Luz (2018) poster

Luz (2018)

Rating:


Germany. 2018.

Crew

Director/Screenplay – Tilman Singer, Producers – Dario Mendez Acosta & Tilman Singer, Music – Simon Waskow, Visual Effects – Patrick Buhr, Makeup Effects – Rudeina Konstantini, Production Design – Dario Mendez Acosta. Production Company – Kunstochschule Fur Medien Koln.

Cast

Luana Velis (Luz Carrara), Jan Bluthardt (Dr. Rossini), Julia Riedler (Nora Vanderkurt), Johannes Benecke (Olarte), Nadja Stubiger (Bertillon), Lilli Lorenz (Margarita)


Plot

Luz Carrara, a Colombian immigrant working as a taxi driver, walks into a police station following an accident. She is questioned by detectives Olarte and Bertillon and appears in a distressed state. Meanwhile, Nora Vanderkurt, who was the passenger in Luz’s taxi, approaches psychologist Dr Rossini in a bar, telling a strange story about a girlfriend she had not seen for many years. She then takes over Rossini’s body in the bathroom. The possessed Rossini heads to the questioning of Luz by the police. He places Luz into a hypnotic trance to get her to recall what happened during the accident. In the course of doing so, the entity in Rossini reveals that it is a demon that was summoned by a blasphemous ceremony conducted by the young Luz at Catholic orphanage and it has returned because it loves her.

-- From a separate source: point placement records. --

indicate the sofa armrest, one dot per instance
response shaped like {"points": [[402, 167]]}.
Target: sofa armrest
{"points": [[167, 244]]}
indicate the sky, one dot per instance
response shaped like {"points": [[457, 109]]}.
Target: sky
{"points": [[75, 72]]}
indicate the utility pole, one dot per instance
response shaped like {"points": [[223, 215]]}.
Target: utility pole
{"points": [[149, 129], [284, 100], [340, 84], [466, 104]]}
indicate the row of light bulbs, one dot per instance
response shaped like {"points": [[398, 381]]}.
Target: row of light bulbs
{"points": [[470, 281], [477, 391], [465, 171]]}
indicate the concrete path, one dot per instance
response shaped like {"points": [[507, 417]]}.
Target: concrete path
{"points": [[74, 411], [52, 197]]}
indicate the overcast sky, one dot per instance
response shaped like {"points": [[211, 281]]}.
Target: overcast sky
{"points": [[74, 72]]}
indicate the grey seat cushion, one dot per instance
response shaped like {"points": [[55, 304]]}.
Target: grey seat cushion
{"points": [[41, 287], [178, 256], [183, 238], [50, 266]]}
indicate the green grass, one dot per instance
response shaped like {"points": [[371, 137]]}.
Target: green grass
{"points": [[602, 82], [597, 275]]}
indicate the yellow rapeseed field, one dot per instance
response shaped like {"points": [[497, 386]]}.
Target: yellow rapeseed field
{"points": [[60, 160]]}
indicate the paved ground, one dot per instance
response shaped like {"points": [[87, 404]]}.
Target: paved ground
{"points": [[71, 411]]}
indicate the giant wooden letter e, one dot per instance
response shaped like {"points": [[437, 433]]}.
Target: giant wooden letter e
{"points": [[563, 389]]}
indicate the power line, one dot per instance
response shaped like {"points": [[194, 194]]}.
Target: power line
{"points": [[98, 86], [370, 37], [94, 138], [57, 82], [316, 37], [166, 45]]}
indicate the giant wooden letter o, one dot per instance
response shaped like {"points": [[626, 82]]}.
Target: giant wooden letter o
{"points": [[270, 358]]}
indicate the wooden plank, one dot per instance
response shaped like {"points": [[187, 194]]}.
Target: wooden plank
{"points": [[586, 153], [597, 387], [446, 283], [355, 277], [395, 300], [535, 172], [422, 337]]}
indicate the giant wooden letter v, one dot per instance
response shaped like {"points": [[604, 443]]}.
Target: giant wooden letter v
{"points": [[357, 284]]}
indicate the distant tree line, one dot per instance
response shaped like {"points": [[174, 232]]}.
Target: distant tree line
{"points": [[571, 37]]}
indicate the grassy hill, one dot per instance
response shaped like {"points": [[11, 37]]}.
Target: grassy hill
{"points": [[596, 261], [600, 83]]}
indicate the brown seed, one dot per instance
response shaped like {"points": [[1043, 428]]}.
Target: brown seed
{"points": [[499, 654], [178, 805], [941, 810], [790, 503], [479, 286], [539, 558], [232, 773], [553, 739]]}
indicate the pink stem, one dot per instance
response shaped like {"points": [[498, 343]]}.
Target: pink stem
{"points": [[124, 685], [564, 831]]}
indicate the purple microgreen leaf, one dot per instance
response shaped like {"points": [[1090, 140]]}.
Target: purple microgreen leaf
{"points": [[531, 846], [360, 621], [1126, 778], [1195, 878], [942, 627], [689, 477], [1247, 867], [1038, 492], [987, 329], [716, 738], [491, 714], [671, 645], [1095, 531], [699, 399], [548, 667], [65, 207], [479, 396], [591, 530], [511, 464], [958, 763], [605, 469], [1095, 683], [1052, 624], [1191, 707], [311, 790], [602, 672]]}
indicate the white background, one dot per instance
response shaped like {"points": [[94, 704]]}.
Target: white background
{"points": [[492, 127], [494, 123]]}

Luz was a feature-length directorial debut for German director Tilman Singer who had previously made several short films. The film played at a number of international film festivals.

Luz immediately holds your attention. I watched it what would seem to me to be optimal way to do so – I first read the description of the plot – “Luz, a young cabdriver, drags herself into the brightly lit entrance of a run-down police station. A demonic entity follows her, determined to finally be close to the woman it loves” – and then sat down to watch. Of course, your puzzle immediately becomes that you are watching a film filled with slow, static camera movements that seem completely the opposite of anything you expect from such a description.

The first several minutes consist of a single shot – a wide angle on the foyer of the police station as Luana Velis enters, walks about and over to the snack machine before suddenly yelling at the man calmly sitting behind the reception desk. This is followed by a similar long scene with Jan Bluthardt and Julia Rielder sitting at a bar engaged in a nonchalant conversation that seems like two strangers meeting. This is all accompanied by a weirdly alienating score that reminds me of the work of Popol Vuh.

Luana Velis, Jan Bluthardt and Nadja Stubiger in Luz (2018)
Luz (Luana Velis) with psychologist Jan Bluthardt (l) and detective Nadja Stubiger (r)
Julia Riedler sucks out Jan Bluthardt's soul in a barroom toilet in Luz (2018)
Julia Riedler sucks out Jan Bluthardt’s soul in a barroom toilet

This is followed by even more puzzling scenes where the two detectives (Johannes Benecke and Nadja Stubiger) question Luana Velis. Interspersed with this are the scenes back at the bar where Julia Riedler sits down with Jan Bluthardt and begins drinking a strange series of cocktails while telling the story about her friend. At this point, some way into the film, you have no idea what is going on. If you have read the synopsis, you are even more puzzled trying to relate this to what is going on.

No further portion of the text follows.